Sally Cousins’ Weekly Training Tip: Instructor Responsibility

We are delighted to host Sally Cousins as our newest guest blogger, as she shares her wealth of knowledge with us in the form of weekly training tips. We hope these nuggets of information can be integrated directly into your program at home and can influence the way you ride and train your horses. Be sure to check out both the Sally Cousins Eventing website and keep up with her on Facebook.

Photo by Kasey Mueller

Photo by Kasey Mueller

From Sally:
This week’s training tip is the start of a two-part article regarding the responsibilities of both instructors and students in a lesson setting.
As an instructor, there are certain things that I consider to be my responsibility for each lesson, and there are particular ways that I go about planning each one.

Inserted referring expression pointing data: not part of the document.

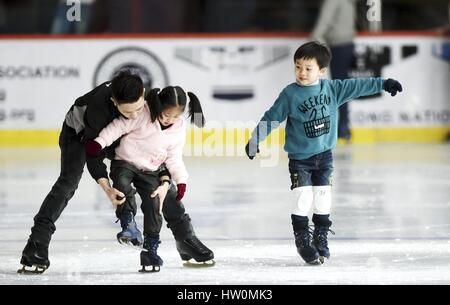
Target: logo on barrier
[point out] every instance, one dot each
(317, 126)
(137, 60)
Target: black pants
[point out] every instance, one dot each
(339, 67)
(73, 159)
(123, 174)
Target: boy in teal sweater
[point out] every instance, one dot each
(310, 106)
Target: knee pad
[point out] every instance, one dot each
(302, 199)
(322, 199)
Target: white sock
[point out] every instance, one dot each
(303, 199)
(322, 199)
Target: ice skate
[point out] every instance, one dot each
(130, 234)
(195, 253)
(149, 256)
(35, 256)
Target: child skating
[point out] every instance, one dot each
(310, 106)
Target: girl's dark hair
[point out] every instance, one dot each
(127, 87)
(314, 49)
(174, 96)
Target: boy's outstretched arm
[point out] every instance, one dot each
(271, 120)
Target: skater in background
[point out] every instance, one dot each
(89, 114)
(155, 137)
(310, 106)
(123, 96)
(336, 26)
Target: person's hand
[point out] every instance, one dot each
(115, 196)
(161, 191)
(392, 86)
(251, 149)
(92, 148)
(181, 190)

For example, when I teach a jump lesson, my main focus is to keep the horse and rider confident. My second goal is always to improve both the horse and rider’s skill level, and thirdly, to help them to become more competitive.

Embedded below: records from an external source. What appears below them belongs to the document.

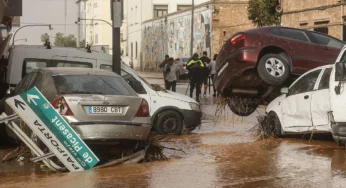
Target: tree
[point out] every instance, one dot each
(44, 37)
(263, 13)
(82, 43)
(68, 41)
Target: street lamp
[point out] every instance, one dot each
(37, 25)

In a lesson plan I always try to think of ways to improve a horse’s foot work and a rider’s response time. In all of the lessons I teach, I always work on correct position of the rider. The underlying goal is to increase the margin of error for both horse and rider at the level at which they are currently competing and to build the skills necessary for the next level.
It is important when planning a lesson to know when the horse’s next competition is. In the week preceding a competition, I try not to introduce anything new or overly challenging because if something goes wrong, there is not enough time to fix it.  The week or weeks following competition is when I would introduce something new or address something that had come up in the competition as an area that needed improvement.

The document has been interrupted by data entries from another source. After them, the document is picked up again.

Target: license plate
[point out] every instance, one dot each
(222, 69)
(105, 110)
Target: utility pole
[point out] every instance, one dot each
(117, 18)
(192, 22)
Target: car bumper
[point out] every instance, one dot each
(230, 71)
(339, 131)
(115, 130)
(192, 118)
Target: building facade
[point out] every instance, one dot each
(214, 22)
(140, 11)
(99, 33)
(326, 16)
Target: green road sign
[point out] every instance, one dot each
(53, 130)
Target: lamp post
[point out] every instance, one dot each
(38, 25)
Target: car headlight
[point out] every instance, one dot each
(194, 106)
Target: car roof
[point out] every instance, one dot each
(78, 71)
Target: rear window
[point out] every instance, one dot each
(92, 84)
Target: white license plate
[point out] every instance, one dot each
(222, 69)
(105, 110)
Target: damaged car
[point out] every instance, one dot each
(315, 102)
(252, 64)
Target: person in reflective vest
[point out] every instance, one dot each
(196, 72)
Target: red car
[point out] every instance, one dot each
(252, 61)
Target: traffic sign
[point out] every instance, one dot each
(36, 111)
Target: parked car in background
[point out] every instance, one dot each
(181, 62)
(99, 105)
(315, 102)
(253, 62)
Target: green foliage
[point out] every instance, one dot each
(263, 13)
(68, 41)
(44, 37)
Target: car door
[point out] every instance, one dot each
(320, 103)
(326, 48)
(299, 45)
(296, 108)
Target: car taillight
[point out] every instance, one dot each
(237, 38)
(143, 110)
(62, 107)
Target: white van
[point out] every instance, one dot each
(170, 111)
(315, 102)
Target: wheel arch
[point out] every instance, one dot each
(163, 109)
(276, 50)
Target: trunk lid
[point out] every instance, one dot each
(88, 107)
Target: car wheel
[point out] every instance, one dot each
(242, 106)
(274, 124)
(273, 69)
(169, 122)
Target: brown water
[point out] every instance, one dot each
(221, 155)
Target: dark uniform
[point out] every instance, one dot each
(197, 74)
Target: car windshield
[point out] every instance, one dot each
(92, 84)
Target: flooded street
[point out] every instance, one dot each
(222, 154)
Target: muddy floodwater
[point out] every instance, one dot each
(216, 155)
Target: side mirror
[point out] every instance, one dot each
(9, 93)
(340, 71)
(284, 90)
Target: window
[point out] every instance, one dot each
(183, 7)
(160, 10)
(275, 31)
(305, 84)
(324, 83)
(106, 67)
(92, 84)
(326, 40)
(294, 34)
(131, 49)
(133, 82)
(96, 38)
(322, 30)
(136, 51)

I believe it is important to be on time. I teach riders who have to go home to get children off the bus, go back and feed their other horses or have other appointments after their lesson. I do not assume they have nothing else better to do than to wait for me. Sometimes lessons run over or horses are not going well, so of course I am sometimes late. However, I am careful to be aware of this and let the next lessons know I am late, even if it is just five minutes.
If I have a new student, I will try to get as much background from them as a I can before their lesson even starts. I will often ask them to email me giving me some background on their horse and the link to their USEA record.
Like most things, good planning will often make for a good lesson experience!